Battle of the Experts–What Happens To My Second Mortgage Now?


Here at Bankruptcy Law Network, we have posted extensively about how in a chapter 13 case a second mortgage can be “stripped”, that is, treated as an ordinary unsecured debt.  That is a powerful incentive to choose a chapter 13 if you can “strip” your second mortgage.

Recently, my colleague Jay Fleischman posted about the Battle of the Experts and how that can impact your chapter 13 case.  Just to recap, if you own your home and you owe more on your first mortgage that your house is worth, that is, you are underwater, you can propose to treat your second mortgage like any other unsecured creditor!  So, if you are proposing to pay your unsecured creditors 10 cents on the dollar through your chapter 13 plan, that is what your second mortgage will be paid and, upon successful completion of your plan, the mortgage will be discharged.  The key is that you owe more on your first mortgage than what your home is worth.  If there is $1.00 of equity for that second mortgage to attach to, you cannot strip the second mortgage.
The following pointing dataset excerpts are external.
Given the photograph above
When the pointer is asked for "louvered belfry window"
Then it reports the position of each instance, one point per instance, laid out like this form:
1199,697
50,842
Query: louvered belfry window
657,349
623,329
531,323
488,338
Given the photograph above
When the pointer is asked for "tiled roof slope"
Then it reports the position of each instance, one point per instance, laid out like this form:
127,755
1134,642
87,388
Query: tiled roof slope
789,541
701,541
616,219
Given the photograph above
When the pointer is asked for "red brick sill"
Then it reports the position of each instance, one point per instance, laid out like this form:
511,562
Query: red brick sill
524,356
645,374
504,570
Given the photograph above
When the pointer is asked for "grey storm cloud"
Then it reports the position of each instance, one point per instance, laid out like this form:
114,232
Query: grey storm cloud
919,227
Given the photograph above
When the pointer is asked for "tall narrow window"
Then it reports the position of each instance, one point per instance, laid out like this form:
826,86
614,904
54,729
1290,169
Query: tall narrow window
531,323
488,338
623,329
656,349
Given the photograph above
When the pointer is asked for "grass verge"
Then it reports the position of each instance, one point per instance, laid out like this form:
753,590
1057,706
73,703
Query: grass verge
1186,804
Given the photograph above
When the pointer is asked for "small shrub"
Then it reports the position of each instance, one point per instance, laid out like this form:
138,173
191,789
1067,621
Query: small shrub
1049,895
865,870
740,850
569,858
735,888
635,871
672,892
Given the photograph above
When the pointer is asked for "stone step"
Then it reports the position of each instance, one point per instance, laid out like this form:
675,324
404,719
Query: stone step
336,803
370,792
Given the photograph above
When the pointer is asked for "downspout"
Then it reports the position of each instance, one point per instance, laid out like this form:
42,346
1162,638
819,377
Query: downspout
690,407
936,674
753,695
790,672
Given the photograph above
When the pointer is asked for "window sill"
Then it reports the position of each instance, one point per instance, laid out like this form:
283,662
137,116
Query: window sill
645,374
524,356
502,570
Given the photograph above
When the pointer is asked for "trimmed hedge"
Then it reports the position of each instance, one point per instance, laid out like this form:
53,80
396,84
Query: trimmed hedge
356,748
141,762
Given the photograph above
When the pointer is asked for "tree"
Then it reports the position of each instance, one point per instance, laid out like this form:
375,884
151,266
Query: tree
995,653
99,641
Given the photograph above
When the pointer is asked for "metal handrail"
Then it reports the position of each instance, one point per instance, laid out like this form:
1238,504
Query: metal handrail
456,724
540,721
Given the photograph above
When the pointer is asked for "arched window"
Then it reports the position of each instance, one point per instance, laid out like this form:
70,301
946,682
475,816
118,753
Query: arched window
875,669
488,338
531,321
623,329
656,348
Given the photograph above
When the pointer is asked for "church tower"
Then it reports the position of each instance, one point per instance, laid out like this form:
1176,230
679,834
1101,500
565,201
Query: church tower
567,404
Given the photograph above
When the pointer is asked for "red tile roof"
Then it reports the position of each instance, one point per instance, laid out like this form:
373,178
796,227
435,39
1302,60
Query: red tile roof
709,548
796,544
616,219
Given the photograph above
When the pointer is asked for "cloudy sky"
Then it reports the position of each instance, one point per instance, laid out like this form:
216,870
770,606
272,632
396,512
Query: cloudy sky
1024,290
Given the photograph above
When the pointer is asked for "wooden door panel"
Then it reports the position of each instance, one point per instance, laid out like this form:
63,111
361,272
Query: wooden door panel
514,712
So, Jay Fleischman offers some practical advice about getting an appraisal done prior to filing bankruptcy if, in consultation with your lawyer, you are going to attempt a lien strip.   Good advice.  But, as Jay says in his post, beware the opposing expert.

So, if you are faced with a competing expert as to the value of your home, is all lost in your quest for a lien strip?  No, but it may not be as great as you would hope (but pretty good nonetheless).  It is all a matter of leverage.

So what is that leverage?  Well, if the court accepts your expert, then the mortgage will be deemed unsecured and you pay pennies on the dollar (if even that).  If the court accepts the bank’s expert, then there can be no lien strip and you have to pay the mortgage in full.

Well, obviously, you are in some financial difficulties or you would not be in bankruptcy in the first place.  So, your leverage is that you will agree to pay a lesser amount on the mortgage but more than you would under  lien strip.  So, if your second mortgage is $45,000.00, you might agree to pay $15,000.00 over the life of your plan or outside the plan.  The bank would have to agree this proposal in order to finalize it.

So why would the bank do that especially if they feel confident as to their appraisal?  Well, it is  close call as to your property’s value in the first place or you would not be attempting a “lien strip.”  If the court agrees with your valuation, the bank gets the shaft.  If the court agrees with the bank’s valuation, you are stuck with the second mortgage.

If you are stuck with the second mortgage, that may make your chapter 13 plan unaffordable or your house unaffordable.  If your plan or house is unaffordable and you stop making payments on the first mortgage, the creditor may ask the court to allow it to foreclose.  If that happens, most likely the second mortgage would not get anything out of their collateral.  The second mortgage wins the issue on the lien strip but still gets the shaft.  Therefore, the second mortgage creditor may be willing to reduce the amount owed to make it affordable so that they get something out of the deal.  Leverage.

So, your willingness to walk away from the house in a “lien strip” situation may provide you with leverage to negotiate a deal on your second mortgage.